Karekter değişmez

  • GİRİŞ01.04.2021 08:58
  • GÜNCELLEME02.04.2021 08:48

            Yaratılan varlıklar içerisinde birbirinin aynı olan hiçbir varlık yoktur. Hiçbir şey tıpatıp eşit değildir. Ne yeryüzünde bulunan ağaçların yaprakları birbirinin aynıdır, ne de yağan kar taneleri. En küçük hayvanlardan en büyüklerine kadar birbirinin aynısı hayvan da yoktur. İnsan ise aynı konumda, yani farklı farklı yaratılışta; hem fiziken, hem de zihnen. Allah’ın yaratışta tekrarı yoktur.

            Bu durum maddi varlıklarda olduğu gibi, insan ahlâkında ve davranışlarında ve her türlü yapılarda böyledir.

            İnsanda davranış özelliğini gösteren en önemli kavram karakterdir. “Karakter; kişiyi ahlâk, duygu, bilgi ve davranış bakımından başkalarından ayıran niteliklerin bütünü, şahsiyet (kişilik). Bir şeyi diğerlerinden ayıran hâkim çizgi, ayırıcı nitelik, özellik.” (Kubbealtı lügati) gibi sözlüklerde tanımlaması yapılmıştır.

            Çok temel bir kavram olan karakter anlaşılmadan, tesbit edilmeden yapılacak olan her eylem sonuçsuz kalır. İnsanın yaratılış özelliği olan bu kavram değişmez, kanalize edilir.

            “De ki: Herkes kendi karakteri (yaratılışı) üzere hareket eder.” (İsra, 84)

            Peygamberimizin de konu üzerindeki sözleri açıklayıcıdır:

            “Eğer bir dağın yer değiştirdiğini duyarsanız inanınız; fakat bir insanın huyunu değiştirdiğini duyarsanız inanmayınız; çünkü o, yaratıldığı hal üzere olur.” (Ahmed b. Hanbel)

            “İnsanlar altın ve gümüş madenleri gibi madenlere benzerler. Onların cahiliyet devrinde hayırlı olanları, dinin özünü kavramak şartıyla İslam’da da hayırlıdırlar…” (Buhari, Müslim)

            Bırakalım başka insanları eğitmeyi, kendimizi eğitmek için de kendi karakterimizi en ince noktasına kadar bilmek zorundayız.
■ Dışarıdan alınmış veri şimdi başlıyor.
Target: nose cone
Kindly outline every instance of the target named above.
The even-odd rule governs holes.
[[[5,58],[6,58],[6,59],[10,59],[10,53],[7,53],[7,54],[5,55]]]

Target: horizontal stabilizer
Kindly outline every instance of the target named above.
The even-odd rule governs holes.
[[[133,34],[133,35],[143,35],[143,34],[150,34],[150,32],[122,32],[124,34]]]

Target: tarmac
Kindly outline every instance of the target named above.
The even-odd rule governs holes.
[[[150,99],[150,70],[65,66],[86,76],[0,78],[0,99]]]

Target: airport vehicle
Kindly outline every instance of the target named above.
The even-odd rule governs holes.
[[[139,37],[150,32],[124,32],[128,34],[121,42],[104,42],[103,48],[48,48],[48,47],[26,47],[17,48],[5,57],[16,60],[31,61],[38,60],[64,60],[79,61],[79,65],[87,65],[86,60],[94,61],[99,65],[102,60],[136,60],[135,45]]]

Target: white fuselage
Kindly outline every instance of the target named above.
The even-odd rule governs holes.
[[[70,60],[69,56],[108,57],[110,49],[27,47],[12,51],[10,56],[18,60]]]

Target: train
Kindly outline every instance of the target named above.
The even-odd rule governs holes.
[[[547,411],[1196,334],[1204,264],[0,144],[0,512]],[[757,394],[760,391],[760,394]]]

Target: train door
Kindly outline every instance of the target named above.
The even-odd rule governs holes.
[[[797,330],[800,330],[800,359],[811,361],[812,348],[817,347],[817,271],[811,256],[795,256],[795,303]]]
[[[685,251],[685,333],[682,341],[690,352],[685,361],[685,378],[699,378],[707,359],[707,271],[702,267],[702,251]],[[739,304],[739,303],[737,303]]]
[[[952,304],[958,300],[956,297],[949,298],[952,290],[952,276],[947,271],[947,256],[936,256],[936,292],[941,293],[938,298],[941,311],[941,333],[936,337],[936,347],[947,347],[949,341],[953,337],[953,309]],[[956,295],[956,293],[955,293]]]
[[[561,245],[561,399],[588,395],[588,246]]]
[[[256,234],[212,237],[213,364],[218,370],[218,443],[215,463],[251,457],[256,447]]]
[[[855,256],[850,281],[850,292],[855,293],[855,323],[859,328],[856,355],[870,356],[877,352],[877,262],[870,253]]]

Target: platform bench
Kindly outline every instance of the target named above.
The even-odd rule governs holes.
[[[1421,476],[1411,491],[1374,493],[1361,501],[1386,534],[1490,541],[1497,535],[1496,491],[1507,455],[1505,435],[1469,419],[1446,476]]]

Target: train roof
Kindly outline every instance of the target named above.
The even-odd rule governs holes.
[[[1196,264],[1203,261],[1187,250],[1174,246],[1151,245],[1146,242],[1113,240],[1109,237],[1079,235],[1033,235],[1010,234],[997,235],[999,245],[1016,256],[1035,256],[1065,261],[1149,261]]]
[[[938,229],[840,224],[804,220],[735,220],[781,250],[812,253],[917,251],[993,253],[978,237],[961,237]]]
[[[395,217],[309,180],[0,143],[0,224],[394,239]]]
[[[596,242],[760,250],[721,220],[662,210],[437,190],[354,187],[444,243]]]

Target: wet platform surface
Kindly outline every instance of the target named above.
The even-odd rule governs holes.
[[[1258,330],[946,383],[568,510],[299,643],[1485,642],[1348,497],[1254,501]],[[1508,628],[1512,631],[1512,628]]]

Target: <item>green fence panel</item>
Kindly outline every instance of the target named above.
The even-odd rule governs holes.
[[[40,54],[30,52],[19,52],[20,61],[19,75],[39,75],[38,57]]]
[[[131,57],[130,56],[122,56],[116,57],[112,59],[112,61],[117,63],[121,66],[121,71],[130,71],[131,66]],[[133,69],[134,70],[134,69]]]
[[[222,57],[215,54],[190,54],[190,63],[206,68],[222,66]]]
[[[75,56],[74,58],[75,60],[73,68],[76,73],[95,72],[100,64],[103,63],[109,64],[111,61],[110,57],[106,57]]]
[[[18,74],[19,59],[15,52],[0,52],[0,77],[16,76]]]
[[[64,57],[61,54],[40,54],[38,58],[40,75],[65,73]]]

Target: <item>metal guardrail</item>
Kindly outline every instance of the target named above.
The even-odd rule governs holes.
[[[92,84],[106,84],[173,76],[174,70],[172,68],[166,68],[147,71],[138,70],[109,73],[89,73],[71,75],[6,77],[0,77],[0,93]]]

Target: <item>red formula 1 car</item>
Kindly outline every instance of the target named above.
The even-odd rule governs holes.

Fakat ne yazık ki, en az tanıdığımız insan kendimiziz. Kendimizi tanırsak gücümüzü ve yeteneklerimizi bilir, ona göre hareket ederiz. Bu durumda hayata anlam katarız, hayatın anlamını da daha sağlıklı öğrenmiş oluruz. Hayata anlam katamayan insanlar, hayatın anlamını bozarlar ve bunlara “bozguncu” denilir. “Nefsini bilen, Rabbini bilir.”

            Karakter yapısıyla insan, diğer tüm insanlardan farklıdır. Bu durumda diğer insanlardan farklı taraflarını tanımak ve ona göre davranmak zorundadır. Karakter yapısını tanıyamamış olanlar, başkalarını taklit etmekten kaçınamazlar, birer sığıntı olup çıkarlar. Zaafları nedir, duyguları nasıl kabarır ve siner; korkuları, ümitleri, beklentileri nelerdir? Bütün bu donanımını tanırsa ona göre davranış geliştirir. Mesela, zaafını tanıyan insan o yöne doğru pek hareket etmez; bilir ki, ona yanaşırsa kişiliğinden kaybedecektir. Diğer duygu birikimleri de aynı konumdadır.

            Halid b. Velid, kahraman, korkusuz bir karaktere sahipti. Böyle olduğu içindir ki, Uhud Savaşı’nda Müslümanlara zayiat vermişti. Müslüman olunca da aynı kahramanlığını gösterdi. Karakteri değişmedi, şerden hayra kanalize oldu.

            Hz. Ömer, cahiliye döneminde de adaletliydi. Cahiliye dinine uyarak küçücük kızını toprağa gömdü; herkesin yapabildiği bir iş değildi bu. Müslüman olunca da adaletiyle ünlü Hz. Ömer oldu. Aynı şekilde karakteri değişmedi, şerden hayra kanalize oldu.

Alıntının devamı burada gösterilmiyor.